JBC conducting psychological exams constitutional, says Senator PangilinanBy Katherine Evangelista
MANILA, Philippines—Senator Francis “Kiko” Pangilinan on Wednesday defended the Judicial and Bar Council’s decision to conduct psychological tests, among other requirements, amid opposition of nominees for the post of Supreme Court Chief Justice that these are unconstitutional.
In a statement, Pangilinan, a former ex-officio member of the JBC, said the JBC’s decision to subject candidates and nominees under psychological exams and other requirements were constitutional.
“The mandate of the JBC is to ensure that those shortlisted are qualified and meet the requirements laid down by the Constitution,” Pangilinan says. “I disagree with those who say that these additional requirements are unconstitutional.”
He adds that public interviews that will be conducted by the JBC are also not included in the Constitution.
“Does this mean the interviews are also unconstitutional? How can the JBC fulfill its duty to ensure that only the qualified are nominated if it cannot even interview a nominee because the Constitution does not say that interviews are required?” Pangilinan asked.
“Clearly, this is not the intent of the framers of our Constitution,” he added.
Earlier, JBC ex-oficio member Senator Francis “Chiz” Escudero said that nominees and candidates for the next Chief Justice will undergo psychological exams as part of the selection process. Escudero said that the test was necessary to study the character of each applicant.
Of the 65 nominations and applications for the chief justice post received by the JBC, only 13 have signified their intention to undergo the selection process. Meanwhile, the JBC will close the nomination period on July 2 and they will begin the selection process. The JBC also approved for media coverage the interview process of the candidates.
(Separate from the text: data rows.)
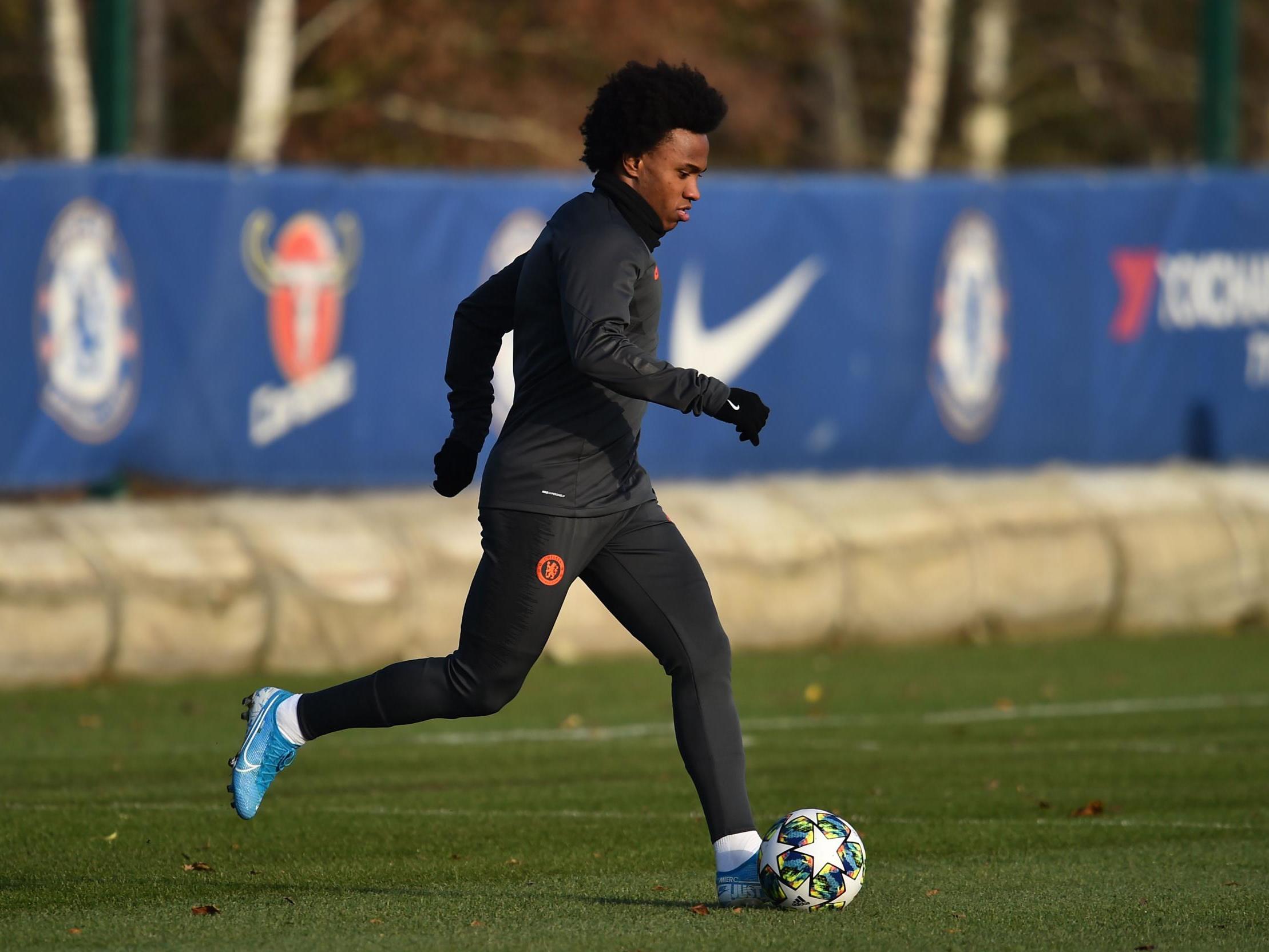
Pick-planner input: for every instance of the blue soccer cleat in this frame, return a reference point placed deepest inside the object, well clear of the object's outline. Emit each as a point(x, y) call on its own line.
point(740, 886)
point(264, 752)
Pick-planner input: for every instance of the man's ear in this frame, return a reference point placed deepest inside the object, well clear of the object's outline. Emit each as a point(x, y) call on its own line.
point(632, 165)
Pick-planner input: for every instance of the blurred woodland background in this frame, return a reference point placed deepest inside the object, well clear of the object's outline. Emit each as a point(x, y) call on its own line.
point(890, 85)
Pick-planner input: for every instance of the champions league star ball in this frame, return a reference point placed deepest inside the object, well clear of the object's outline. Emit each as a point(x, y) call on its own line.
point(811, 860)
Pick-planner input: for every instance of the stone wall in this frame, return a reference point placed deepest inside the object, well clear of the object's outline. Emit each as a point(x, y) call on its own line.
point(350, 582)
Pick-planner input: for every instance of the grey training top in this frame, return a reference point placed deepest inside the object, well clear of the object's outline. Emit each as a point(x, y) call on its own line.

Escudero also defended the JBC requirement that all aspiring Chief Justices undergo psychological examinations, saying that this has been a rule of the JBC for all aspiring Supreme Court Justices.
“Why are they raising this when this has been the rule of JBC for judges? And for ordinary judges that’s being imposed, all the more reason for the Chief Justice,” Escudero said in a telephone interview. The statement came after Lawyer Romulo Macalintal on Monday claimed that psychological exams for candidates were “unconstitutional.”
Meanwhile, Escudero said that as of Wednesday, only 13 out of the 63 nominees have accepted the nominations. He added that they will not release the names of those who declined the nomination and that those who confirmed will be processed as candidates.